I’m here in Ottawa while Carrie attends a meeting of the Law Commission of Canada. The plan was to hang out in the hotel room and write, but the reality is that I’m more in sit-somewhere-and-read-and-wander-around mood. And so I have.
Yesterday, while waiting to cross the canal on Rideau St., I got stuck in traffic for a minute. I was was behind a bus so I couldn’t really see, but at the corner there were some guys hold bikes in the air and I could see others on bikes riding into the intersection. Then the guy in the car to my right rolled down the window and starting cursing the bikers. Which leads me to believe that I just experienced my first Critical Mass Ride (motto: we’re not stopping traffic, we ARE traffic), which is borne out by the scheduled 5:15 ride in Ottawa the last Friday of each month. Zack Furness, one of my doctoral students, wrote a dissertation on biking politics and I was really surprised at some of the hostility motorists showed to critical mass bikers. But I’d never seen it for myself. Guess that’s another take on road rage. Zack’s diss is in the pocket at Pitt and will be revised into a book very soon, from what I gather. . . .
As to my tooling around Ottawa. Yesterday was all about music shopping. I stopped by Songbird Music, which is like a graveyard for old gear, especially the back room. That’s the recording and PA section, and I saw all sorts of dusty old gear, some of it from the 1970s and some of it with brand names that I suspect never made it south of the border. It’s like an Isle of Lost Toys for musicians.
I’m saving Octopus Books to visit with Carrie — so that’ll be tomorrow.
Oh yeah, my Theory of Ottawa: it’s like a great college town. I don’t know if Canadians have a concept of “college town” but if they did, maybe they’d look down less on their Capital City.
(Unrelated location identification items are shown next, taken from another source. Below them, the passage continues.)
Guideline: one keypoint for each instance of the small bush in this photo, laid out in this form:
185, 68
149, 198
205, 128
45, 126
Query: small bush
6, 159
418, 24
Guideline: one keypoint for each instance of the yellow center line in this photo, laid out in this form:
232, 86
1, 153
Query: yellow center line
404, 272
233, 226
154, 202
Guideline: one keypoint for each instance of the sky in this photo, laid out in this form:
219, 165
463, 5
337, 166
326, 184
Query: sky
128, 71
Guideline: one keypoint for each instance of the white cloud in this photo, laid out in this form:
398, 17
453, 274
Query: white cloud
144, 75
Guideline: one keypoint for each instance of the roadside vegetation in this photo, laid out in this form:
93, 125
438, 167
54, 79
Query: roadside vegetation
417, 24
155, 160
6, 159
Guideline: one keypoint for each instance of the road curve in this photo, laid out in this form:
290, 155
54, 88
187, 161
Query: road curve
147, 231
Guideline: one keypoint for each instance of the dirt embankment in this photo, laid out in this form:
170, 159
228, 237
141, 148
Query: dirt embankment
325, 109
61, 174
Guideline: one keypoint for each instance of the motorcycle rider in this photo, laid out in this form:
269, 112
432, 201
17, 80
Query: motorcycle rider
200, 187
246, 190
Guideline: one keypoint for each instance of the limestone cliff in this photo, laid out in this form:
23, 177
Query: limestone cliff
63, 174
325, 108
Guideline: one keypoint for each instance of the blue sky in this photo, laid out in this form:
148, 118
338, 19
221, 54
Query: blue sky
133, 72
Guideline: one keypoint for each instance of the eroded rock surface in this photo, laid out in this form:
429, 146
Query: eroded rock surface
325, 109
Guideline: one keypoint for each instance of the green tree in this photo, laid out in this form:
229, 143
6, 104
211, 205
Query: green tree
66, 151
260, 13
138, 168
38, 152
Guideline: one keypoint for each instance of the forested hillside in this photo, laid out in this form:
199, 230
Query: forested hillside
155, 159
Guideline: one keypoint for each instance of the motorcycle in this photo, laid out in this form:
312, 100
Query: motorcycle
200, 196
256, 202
I’m always surprised to hear Canadians disparage Ottawa, since it seems like a perfectly nice place to me with plenty to do, at least as a visitor. It’s not a global city like Montreal, and certainly not as cool but as someone who’s spent my life in the midwest and mid-east United States, I find it perfectly charming.
Yesterday was Critical Mass day in Chicago, too. I have to say that there’s hostility all around between bikes and cars here in Chicago. Now that it’s warm and more bikes are on the road, I see daily tons of road rage swapping back and forth, and both bikes and cars doing stupid, unsafe shit, each fulminating against the other and stewing in self-righteous rage about to whom the roads “really” belong.
And, of course, all the indie kids are dressing like bike messengers and riding around on double high bikes.
On a slightly related note, I saw an amusing craigslist post the other day in which the poster was looking for other bike folks, but asking respondents to steer him away from the local “bike cults” and their “recruiters.”
More Chicago Critical Mass stuff here: http://www.gapersblock.com/merge/archives/2006/05/#013652
I’m going to have to go on one of those Critcal Mass rides sometime. It sounds like fun!
testing your spam.
When I was 9 my parents took me to the parliament buildings to stare at the funny guards (are they still there?) then I was attacked by a low flying pigeon.
Ottawa is kind of like an amusement park version of a real capital city.